David Davies (McGill): Descriptivism and its Discontents
28th April 2016 – 4:00 pm, Edinburgh

For more information, or to contact us, please visit: http://www.saf.ppls.ed.ac.uk.

Abstract
Julian Dodd has recently argued against what he terms ‘local descriptivism’ as a meta-ontological principle in the philosophy of art. Dodd distinguishes local descriptivism from another meta-ontological view, ‘folk-theoretic modesty.’ The two views differ as to the relationship between the folk-theoretic beliefs about artworks implicit in our practices and the correct ontology of art for particular art forms. The local descriptivist thinks that the folk-theoretic beliefs in some way determine the ontological characters of artworks, whereas proponents of folk-theoretic modesty think that properly rigorous philosophical inquiry in accordance with the demands of “mainstream metaphysics” can lead us to rightly conclude that our folk ontology of art is seriously in error. Dodd takes his objections to descriptivism as counting equally against the idea that the ontology of art is by its very nature constrained by artistic practice. I argue, against Dodd, that according a grounding role to artistic practice in the ontology of art need not conflict with the demands of meta-ontological realism and can allow for both practices and folk beliefs about those practices to be revised. Practice, I argue, must ground our ontological inquiries into the nature of artworks of various kinds because the ontologist’s task is to make sense of the practices into which such artworks enter.

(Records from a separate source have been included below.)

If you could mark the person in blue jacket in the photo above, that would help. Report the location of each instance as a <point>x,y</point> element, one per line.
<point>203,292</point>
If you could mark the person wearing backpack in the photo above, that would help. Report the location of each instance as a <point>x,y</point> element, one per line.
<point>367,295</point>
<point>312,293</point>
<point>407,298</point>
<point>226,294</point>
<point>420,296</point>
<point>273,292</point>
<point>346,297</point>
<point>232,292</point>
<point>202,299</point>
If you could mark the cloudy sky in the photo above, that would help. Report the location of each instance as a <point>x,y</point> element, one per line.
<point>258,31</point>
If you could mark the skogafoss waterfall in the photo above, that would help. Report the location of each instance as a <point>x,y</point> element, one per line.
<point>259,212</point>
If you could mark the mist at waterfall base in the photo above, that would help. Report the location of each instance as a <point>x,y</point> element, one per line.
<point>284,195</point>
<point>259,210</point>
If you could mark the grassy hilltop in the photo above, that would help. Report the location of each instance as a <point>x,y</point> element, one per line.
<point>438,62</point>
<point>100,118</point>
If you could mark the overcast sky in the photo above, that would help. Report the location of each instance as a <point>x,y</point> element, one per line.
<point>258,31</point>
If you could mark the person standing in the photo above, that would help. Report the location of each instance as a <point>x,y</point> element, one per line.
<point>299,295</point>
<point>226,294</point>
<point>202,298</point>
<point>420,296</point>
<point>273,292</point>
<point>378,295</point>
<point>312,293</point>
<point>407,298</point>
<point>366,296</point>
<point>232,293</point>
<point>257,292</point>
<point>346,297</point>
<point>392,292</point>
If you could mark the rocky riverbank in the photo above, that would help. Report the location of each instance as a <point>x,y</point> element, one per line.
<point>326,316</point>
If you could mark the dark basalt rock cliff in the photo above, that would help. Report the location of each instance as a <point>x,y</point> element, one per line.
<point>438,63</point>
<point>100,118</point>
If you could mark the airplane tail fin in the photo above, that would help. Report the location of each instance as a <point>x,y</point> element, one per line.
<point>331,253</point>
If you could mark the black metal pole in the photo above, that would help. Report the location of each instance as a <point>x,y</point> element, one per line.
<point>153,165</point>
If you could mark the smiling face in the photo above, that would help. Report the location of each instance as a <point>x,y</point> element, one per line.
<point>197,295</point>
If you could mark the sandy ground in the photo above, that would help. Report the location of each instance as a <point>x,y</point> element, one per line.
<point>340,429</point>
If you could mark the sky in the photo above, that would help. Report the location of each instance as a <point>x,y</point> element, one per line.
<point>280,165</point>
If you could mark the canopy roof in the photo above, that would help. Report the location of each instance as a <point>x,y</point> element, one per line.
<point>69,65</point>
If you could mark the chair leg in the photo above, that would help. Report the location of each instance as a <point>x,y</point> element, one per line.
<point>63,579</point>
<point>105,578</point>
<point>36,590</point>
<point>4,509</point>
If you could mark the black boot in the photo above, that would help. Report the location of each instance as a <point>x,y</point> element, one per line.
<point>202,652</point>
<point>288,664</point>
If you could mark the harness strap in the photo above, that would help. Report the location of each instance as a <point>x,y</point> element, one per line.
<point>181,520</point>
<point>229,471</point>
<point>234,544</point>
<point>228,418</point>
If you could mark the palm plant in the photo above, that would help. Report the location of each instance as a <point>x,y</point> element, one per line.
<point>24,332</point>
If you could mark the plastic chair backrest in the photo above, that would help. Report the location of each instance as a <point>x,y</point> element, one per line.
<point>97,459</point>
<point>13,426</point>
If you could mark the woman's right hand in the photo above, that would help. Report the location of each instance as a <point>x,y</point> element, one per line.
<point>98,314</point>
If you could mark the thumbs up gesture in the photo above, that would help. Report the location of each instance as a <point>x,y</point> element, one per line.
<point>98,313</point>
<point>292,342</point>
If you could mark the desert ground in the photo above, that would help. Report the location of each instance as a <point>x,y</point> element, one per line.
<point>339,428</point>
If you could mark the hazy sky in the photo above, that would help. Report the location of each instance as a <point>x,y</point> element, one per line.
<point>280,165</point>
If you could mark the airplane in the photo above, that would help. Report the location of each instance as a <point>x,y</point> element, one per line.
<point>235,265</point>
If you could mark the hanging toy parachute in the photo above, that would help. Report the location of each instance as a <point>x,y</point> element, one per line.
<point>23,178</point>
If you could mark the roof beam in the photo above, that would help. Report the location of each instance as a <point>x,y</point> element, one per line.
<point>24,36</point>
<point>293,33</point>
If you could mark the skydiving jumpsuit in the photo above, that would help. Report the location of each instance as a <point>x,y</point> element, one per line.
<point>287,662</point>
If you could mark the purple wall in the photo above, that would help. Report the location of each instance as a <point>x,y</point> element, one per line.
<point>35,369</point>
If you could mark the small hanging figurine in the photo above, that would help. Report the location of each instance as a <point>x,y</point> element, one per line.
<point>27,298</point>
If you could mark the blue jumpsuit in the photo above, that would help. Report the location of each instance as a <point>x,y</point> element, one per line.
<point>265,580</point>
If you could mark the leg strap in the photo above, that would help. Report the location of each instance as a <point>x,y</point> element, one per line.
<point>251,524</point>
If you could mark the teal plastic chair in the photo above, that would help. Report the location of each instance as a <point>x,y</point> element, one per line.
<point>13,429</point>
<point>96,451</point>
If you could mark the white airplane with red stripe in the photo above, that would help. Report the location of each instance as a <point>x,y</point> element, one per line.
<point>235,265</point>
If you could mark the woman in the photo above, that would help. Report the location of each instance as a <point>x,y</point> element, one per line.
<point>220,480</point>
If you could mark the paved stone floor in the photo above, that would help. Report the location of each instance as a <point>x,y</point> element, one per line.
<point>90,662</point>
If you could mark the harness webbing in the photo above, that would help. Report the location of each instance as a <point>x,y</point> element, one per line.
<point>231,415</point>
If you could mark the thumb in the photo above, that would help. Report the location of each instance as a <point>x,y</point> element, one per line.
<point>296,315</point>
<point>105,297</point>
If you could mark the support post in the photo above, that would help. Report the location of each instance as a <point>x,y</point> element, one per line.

But neither the practices themselves nor our folk beliefs about those practices are sacrosanct. In taking ontology of art to be reflectively accountable to artistic practice, I also reject Thomasson’s global descriptivism in the ontology of art. My objection, however, is independent of the merits of Thomasson’s ‘easy view’ in metaphysics more generally. Rather, I argue, she misunderstands the nature of the questions that ontologists of art are asking. Ontology of art is by its very nature reflective and potentially revisionary of certain aspects of our practice. It involves not conceptual analysis but the codification of a practice in a way that clarifies the role played by certain things in that practice.

About the speaker
David Davies is Professor of Philosophy at McGill University where he has taught since 1987. His research and publications span a wide range of topics in aesthetics including film, literature, music, performance, and the visual arts, as well as issues in metaphysics, epistemology and the philosophy of mind and language. He is the author of three monographs: Art as Performance (Blackwell, 2004); Aesthetics and Literature (Continuum, 2007); and Philosophy of the Performing Arts (Blackwell, 2011). For more information, please visit Professor Davies’ website: https://www.mcgill.ca/philosophy/people/faculty/davies

Additional information
The lecture will be followed by a dinner with our speaker. Please inform the organisers by Sunday, 24th April if you would like to join us for dinner.
There are limited funds to cover dinner expenses for two students, offered on a first-come-first-served basis.